Energetics and kinetics of membrane permeation of photoresists for bioprinting

Abstract

AbstractThree-dimensional (3D) bioprinting is a promising technology which typically uses bioinks to pattern cells and their scaffolds. The selection of cytocompatible inks is critical for the printing success. In laserbased 3D bioprinting, photoresist molecules are used as bioinks. We propose that cytotoxicity can be a consequence of the interaction of photoresists with lipid membranes and their permeation into the cell. Here, molecular dynamics simulations and in vitro assays address this issue, retrieving partition coefficients, free energies, and permeabilities for eight commonly-used photoresists in model lipid bilayers.
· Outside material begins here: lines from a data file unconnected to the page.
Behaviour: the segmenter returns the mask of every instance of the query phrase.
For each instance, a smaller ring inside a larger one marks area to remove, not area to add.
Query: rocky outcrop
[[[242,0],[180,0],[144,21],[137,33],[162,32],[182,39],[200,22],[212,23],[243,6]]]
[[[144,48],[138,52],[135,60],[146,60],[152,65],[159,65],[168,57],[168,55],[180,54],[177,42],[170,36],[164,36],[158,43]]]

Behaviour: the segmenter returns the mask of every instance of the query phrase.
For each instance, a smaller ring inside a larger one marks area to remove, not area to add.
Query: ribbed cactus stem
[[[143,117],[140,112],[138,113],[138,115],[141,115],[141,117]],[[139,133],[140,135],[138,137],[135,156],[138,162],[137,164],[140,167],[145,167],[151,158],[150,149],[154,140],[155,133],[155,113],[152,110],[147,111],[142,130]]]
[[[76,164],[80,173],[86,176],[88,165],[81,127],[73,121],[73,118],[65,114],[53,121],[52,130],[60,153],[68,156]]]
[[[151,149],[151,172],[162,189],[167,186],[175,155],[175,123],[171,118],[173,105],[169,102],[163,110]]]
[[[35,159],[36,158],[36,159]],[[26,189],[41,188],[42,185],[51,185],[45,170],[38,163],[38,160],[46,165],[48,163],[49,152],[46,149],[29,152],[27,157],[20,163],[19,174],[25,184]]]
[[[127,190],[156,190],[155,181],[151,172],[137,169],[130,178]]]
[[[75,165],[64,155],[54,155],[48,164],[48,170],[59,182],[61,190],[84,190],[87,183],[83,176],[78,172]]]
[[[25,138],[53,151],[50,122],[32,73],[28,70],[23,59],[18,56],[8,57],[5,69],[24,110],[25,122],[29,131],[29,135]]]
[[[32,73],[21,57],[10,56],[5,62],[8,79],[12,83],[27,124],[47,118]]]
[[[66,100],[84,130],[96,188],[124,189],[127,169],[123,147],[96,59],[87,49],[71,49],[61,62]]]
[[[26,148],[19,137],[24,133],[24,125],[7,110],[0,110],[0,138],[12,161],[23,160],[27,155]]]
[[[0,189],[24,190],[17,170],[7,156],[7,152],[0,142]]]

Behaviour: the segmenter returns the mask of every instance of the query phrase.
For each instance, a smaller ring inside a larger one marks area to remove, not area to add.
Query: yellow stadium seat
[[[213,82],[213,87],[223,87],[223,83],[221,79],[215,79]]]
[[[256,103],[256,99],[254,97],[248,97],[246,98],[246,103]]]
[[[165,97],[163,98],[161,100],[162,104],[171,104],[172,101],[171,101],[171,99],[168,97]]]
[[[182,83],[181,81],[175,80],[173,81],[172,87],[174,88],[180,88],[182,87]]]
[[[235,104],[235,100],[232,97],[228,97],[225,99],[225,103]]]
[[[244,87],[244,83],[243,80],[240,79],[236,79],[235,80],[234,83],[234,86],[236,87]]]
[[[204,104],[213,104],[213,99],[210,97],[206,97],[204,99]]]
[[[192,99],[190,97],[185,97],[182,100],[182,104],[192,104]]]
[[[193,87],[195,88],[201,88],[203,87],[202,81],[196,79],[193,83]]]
Crossing the hydrophobic center of the membrane constitutes the rate limiting step during permeation. In addition, three photoresists feature a preferential localization site at the acyl chain headgroup interface. Photoresist permeabilities range over eight orders of magnitude, with some molecules being membrane-permeable on bioprinting timescales. Moreover, permeation correlates well with the oil-water partition coefficients and is severely hampered by the lipid ordering imposed by the lipid saturation. Overall, the mechanism of interaction of photoresists with model lipid bilayers is provided here, helping to classify them according to their residence in the membrane and permeation through it. This is useful information to guide the selection of cytocompatible photoresists for 3D bioprinting.